10.02.2012 - 09:49 Por PÚBLICO
O Supremo Tribunal do Paquistão indeferiu esta sexta-feira o recurso submetido pelo primeiro-ministro, Yousuf Raza Gilani, para evitar a formulação de acusações de desrespeito à Justiça, sendo esperado que as mesmas sejam oficialmente feitas segunda-feira, trazendo nova agitação política ao país.
Gilani fora convocado no início deste mês a comparecer no Supremo a 13 de Fevereiro, com o pleno dos oito juízes determinados a formularem nessa data o rol das acusações, face à continuada resistência de Gilani em reabrir uma série de casos de corrupção contra o Presidente, Asif Ali Zardari, e outras figuras políticas de topo no Paquistão.
O Supremo considera que Gilani está a agir “em desrespeito aos tribunais” por se negar, contrariando ordens judiciais repetidamente emitidas, a pedir às autoridades suíças que forneçam informações consideradas cruciais no caso de corrupçãoo e lavagem de dinheiro contra Zardari – o qual nega as acusações de que é alvo.
Mesmo enfrentando um cenário em que pode ser condenado a seis meses de prisão e suspenso de funções governativas caso seja dado como culpado, o primeiro-ministro argumenta que aqueles antigos casos judiciais não podem ser reabertos por Zardari (no poder desde 2008) gozar de imunidade na qualidade de chefe de Estado, além de estar abrangido por uma controversa amnistia, aprovada em 2007, pelo então presidente Pervez Musharraf.

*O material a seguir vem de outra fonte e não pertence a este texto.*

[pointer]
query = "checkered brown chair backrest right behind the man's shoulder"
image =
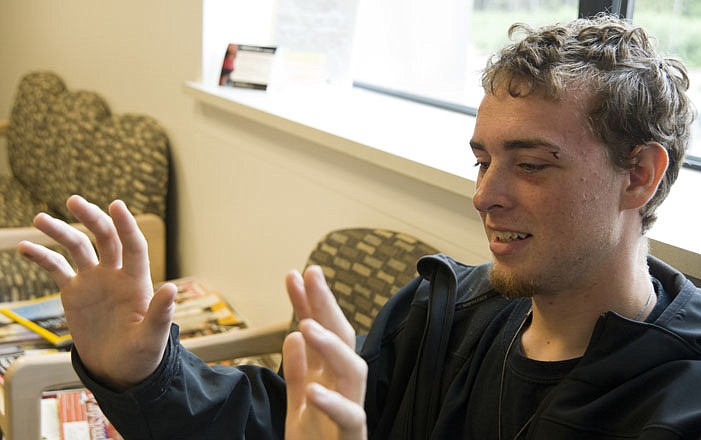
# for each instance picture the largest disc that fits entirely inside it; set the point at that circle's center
(364, 267)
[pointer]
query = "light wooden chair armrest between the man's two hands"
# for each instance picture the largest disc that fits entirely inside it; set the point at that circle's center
(239, 343)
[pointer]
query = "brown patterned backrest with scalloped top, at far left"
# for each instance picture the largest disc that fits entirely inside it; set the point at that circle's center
(63, 142)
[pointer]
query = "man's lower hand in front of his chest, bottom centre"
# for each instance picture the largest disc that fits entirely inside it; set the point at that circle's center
(326, 379)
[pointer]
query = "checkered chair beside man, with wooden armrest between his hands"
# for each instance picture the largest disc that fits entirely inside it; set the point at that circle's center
(362, 266)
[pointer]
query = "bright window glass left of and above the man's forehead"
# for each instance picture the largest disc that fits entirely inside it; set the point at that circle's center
(437, 49)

Esta possibilidade de Gilani vir a ser condenado e preso está a criar uma forte tensão entre a classe política civil e o Supremo Tribunal numa crise que pode mesmo vir a paralisar a governação no Paquistão, cronicamente marcado por instabilidade política.
A eventualidade de afastamento do primeiro-ministro não acarreta forçosamente a queda do Governo, uma vez que a coligação no poder detém um número suficiente de deputados para eleger um novo chefe do Executivo. Mas um cenário em que esta batalha judicial se prolongue pode enfraquecer o Governo e causar danos muito significativos ao Partido Popular do Paquistão (de Gilani), com efeitos que se deverão repercutir até às próximas eleições legislativas, agendadas para o próximo ano.